How to ensure a .net system is free from viruses when deploying?

Question

This is kind of on the far scale of possibility, but in the legal world it seems relevant. In a current contract, our future client wants us to agree that our system is free from any kind of virus, worms, and malicious code in general. Obviously our system is, but then you start to think. What if someone broke in somehow and infected the complier to put something in the finished system, or they somehow got to your source and put something in. Again, I get that these are unlikely, but if we have to guarantee our software is free from these things, it seems like it should be thought of for at least a moment. One idea so far is to notice file sizes after compile time, and by knowing that the size never went up, you should be good. Again the compiler issue here again, but probably less of a worry than adding to the source. How do other companies do this, or do other people just not worry about these details?

Added*** Yes they are paranoid, but then again everyone is somewhat paranoid when it comes to that 0.00001% risk. In this case, they're are requiring us to say there is nothing in the system that we're sending them. So rather than the concern being that it might be in the source I guess, it's that something could gain access to the dlls and then that would be shipped them. I think you guys are probably right, we're probably good in the areas of:

• if something is added after they've installed it at their location.
• that we would know if something was in the compiler or the source, and catch it

I guess the main concern is besides checking file sizes, how would we know something was added to our dlls?

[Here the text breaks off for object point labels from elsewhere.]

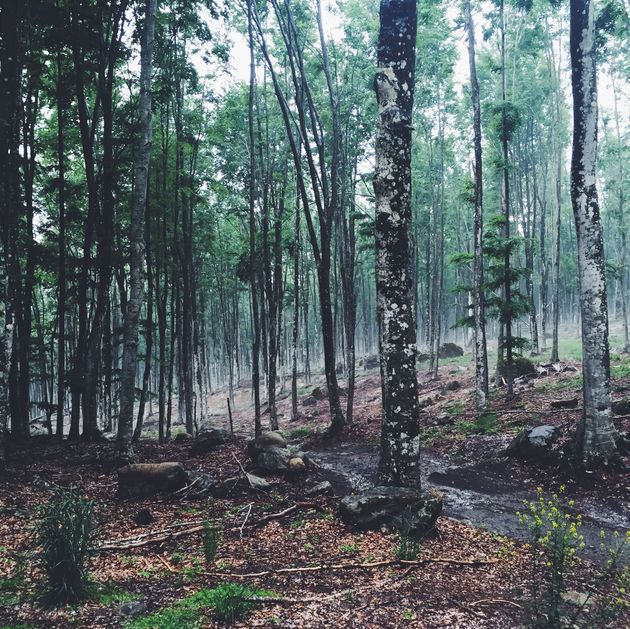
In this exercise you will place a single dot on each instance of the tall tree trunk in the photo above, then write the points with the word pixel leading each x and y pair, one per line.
pixel 252 228
pixel 481 352
pixel 130 353
pixel 61 274
pixel 394 85
pixel 596 434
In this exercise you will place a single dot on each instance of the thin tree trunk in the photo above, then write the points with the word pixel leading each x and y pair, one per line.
pixel 596 434
pixel 130 354
pixel 394 85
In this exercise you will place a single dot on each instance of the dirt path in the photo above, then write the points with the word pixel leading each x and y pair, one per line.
pixel 477 494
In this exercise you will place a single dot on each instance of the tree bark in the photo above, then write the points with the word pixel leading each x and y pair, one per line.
pixel 596 433
pixel 481 353
pixel 394 86
pixel 130 353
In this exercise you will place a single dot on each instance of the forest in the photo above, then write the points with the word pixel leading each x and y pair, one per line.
pixel 314 313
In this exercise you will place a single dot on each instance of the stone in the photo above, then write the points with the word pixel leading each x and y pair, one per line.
pixel 450 350
pixel 143 480
pixel 183 436
pixel 133 608
pixel 143 517
pixel 371 362
pixel 321 489
pixel 533 442
pixel 521 367
pixel 380 506
pixel 274 459
pixel 621 407
pixel 296 464
pixel 266 439
pixel 201 484
pixel 209 440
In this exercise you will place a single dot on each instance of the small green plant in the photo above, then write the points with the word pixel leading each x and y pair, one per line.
pixel 555 543
pixel 65 532
pixel 229 601
pixel 210 539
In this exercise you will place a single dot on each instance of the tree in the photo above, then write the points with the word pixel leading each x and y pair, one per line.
pixel 136 281
pixel 481 355
pixel 596 434
pixel 394 86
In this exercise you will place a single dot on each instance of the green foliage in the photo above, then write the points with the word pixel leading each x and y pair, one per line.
pixel 65 533
pixel 555 543
pixel 229 601
pixel 210 539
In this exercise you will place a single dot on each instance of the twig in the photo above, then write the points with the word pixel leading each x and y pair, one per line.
pixel 352 566
pixel 490 601
pixel 249 510
pixel 167 534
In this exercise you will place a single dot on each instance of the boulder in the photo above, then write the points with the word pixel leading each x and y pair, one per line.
pixel 296 464
pixel 621 407
pixel 533 442
pixel 274 459
pixel 209 440
pixel 180 437
pixel 380 506
pixel 201 484
pixel 267 439
pixel 321 489
pixel 142 480
pixel 521 367
pixel 450 350
pixel 371 362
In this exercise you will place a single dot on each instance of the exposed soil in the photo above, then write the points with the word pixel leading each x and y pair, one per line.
pixel 481 488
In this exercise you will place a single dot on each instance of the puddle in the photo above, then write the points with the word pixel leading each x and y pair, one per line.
pixel 479 495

I've thought we could just use a virus scan at the time of delivery, but then I've been reading that antivirus tools are less and less reliable, even missing potentially up to 50% of threats?

Answer 1

Normal worms and viruses don't contaminate .NET applications, don't change the code of your source control system and don't change the C# compiler. Although code reviews will help find strange checkins, you would expect an specialized attacker to hack the source control system as well so that these changes keep unnoticed.

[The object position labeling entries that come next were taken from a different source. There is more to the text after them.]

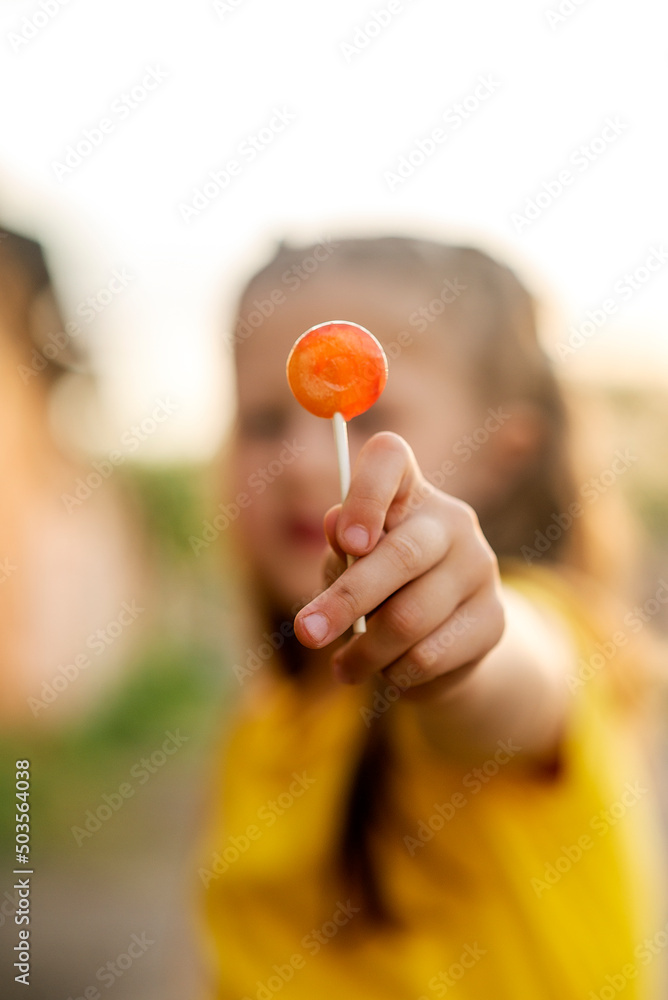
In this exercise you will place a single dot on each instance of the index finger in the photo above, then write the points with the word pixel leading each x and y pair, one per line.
pixel 384 475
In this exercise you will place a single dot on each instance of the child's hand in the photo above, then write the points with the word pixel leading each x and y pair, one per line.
pixel 427 569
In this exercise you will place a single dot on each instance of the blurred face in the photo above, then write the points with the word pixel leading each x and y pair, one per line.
pixel 284 458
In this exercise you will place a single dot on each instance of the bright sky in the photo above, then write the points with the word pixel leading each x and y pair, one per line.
pixel 310 113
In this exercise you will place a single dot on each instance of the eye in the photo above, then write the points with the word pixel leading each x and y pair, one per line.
pixel 263 423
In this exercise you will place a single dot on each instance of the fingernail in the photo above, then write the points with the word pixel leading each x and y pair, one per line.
pixel 356 536
pixel 316 625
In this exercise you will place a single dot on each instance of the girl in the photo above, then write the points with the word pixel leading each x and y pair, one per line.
pixel 449 804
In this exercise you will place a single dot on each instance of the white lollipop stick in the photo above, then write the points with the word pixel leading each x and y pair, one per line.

So if this happens to you, you are talking about a very specialist and targeted attack to you as a software organization. Chances are that the attacker is highly skilled and probably either payed a lot, or working some government. So this only happens when you or your clients have information that is highly valuable to either their competitors or some government.

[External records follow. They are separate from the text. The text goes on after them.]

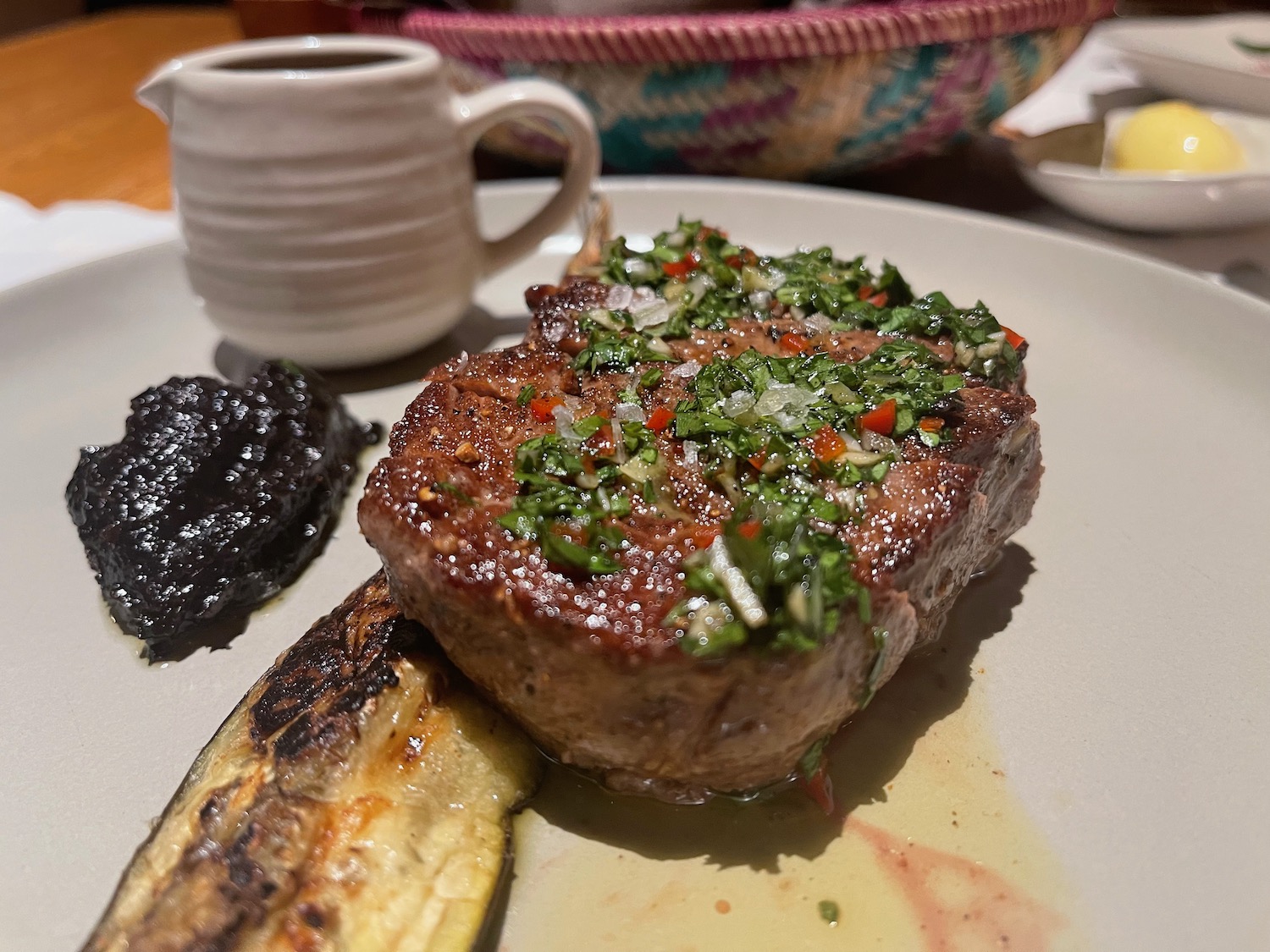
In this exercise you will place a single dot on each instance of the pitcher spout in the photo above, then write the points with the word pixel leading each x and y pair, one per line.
pixel 157 91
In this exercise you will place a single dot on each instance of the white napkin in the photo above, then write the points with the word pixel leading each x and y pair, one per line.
pixel 35 244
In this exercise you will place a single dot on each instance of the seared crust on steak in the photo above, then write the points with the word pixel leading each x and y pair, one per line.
pixel 588 663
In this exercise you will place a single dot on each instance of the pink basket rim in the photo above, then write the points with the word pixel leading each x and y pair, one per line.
pixel 724 37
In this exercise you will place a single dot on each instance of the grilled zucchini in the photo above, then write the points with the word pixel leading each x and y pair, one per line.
pixel 357 799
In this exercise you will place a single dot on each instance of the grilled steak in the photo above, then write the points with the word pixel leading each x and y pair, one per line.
pixel 637 641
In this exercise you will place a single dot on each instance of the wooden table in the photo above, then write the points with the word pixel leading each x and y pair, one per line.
pixel 69 124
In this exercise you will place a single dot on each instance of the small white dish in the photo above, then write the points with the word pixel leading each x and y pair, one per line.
pixel 1198 58
pixel 1069 168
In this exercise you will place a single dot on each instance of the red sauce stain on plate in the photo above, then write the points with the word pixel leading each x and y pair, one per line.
pixel 960 905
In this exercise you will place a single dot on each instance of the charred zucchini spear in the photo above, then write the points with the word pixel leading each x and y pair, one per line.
pixel 355 800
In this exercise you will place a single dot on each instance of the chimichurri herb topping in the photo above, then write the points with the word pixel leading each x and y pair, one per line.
pixel 701 279
pixel 576 484
pixel 792 439
pixel 767 581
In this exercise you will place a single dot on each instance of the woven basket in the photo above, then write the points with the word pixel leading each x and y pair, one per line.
pixel 808 96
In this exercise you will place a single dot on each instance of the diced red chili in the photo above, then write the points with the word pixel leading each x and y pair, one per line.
pixel 827 444
pixel 792 344
pixel 660 419
pixel 820 787
pixel 541 408
pixel 683 267
pixel 881 419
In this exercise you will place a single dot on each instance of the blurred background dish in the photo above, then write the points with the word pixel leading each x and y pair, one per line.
pixel 1079 168
pixel 787 94
pixel 1212 60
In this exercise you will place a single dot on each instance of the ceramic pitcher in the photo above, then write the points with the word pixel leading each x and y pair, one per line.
pixel 325 190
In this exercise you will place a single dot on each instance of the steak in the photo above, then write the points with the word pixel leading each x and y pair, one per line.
pixel 599 665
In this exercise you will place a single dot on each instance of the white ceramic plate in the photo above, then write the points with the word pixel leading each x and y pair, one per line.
pixel 1084 764
pixel 1195 58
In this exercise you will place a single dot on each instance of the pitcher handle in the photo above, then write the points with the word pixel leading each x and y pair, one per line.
pixel 510 101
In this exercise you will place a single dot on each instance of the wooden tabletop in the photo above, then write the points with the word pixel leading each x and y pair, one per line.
pixel 71 127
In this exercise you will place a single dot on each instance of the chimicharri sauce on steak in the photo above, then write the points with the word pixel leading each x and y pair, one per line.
pixel 701 515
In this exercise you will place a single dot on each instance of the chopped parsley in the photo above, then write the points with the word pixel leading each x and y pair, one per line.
pixel 710 281
pixel 610 350
pixel 792 441
pixel 573 493
pixel 769 581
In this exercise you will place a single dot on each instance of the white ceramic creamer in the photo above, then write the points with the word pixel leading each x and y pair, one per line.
pixel 324 187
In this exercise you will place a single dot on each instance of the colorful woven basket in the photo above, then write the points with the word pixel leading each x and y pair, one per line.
pixel 808 96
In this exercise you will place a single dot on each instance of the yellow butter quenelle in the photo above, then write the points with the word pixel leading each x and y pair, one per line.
pixel 1175 137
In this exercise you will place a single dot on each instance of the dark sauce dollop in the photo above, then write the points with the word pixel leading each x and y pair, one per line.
pixel 216 498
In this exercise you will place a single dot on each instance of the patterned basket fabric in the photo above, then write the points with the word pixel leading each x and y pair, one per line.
pixel 814 96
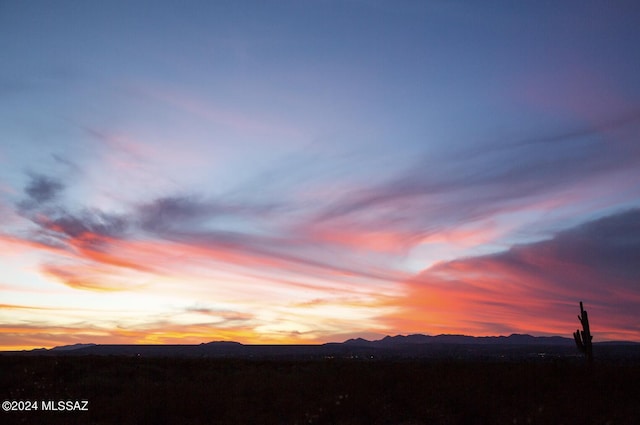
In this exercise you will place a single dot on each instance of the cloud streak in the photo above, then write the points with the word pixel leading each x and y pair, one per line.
pixel 535 287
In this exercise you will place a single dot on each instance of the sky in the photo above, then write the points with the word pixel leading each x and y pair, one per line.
pixel 312 171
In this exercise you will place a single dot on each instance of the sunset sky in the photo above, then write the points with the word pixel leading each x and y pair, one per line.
pixel 312 171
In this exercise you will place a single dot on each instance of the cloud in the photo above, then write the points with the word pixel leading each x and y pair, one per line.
pixel 41 189
pixel 535 287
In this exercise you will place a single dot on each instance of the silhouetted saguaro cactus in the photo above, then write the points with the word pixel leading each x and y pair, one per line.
pixel 583 337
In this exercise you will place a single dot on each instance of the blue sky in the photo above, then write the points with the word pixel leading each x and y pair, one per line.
pixel 310 171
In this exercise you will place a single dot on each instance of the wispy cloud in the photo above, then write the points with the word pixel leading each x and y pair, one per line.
pixel 535 287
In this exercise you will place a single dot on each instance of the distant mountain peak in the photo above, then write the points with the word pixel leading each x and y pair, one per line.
pixel 72 347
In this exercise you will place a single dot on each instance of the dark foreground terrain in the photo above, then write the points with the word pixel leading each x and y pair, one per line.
pixel 131 390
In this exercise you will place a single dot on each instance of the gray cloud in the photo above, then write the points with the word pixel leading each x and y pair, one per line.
pixel 43 189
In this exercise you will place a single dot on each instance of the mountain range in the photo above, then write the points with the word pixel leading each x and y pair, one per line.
pixel 515 346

Your organization should determine what's the risk, but I would say that for most normal development companies the changes of such a specialized attack are fairly limited. It still is common sense to run anti-virus software and do code reviews of course. But don't forget that your client can't just ignore its own responsibilities. If its business is that valuable and has a reason to expect such targeted attacks, they should run your software through virus scanners before installing, and analyze and review your software for threads.

But under normal circumstances I think it is reasonable for the client to expect that your software is free from any "kind of virus, worms, and malicious code in general". Your company should of course have an insurance that covers these kinds of things.

Answer 2

You do it by having source control that tracks all changes to your codebase so that you can see what was changed where, a automated build process that only builds code from the checked in source control system, and a robust QA process that tests all builds before they are released to the public.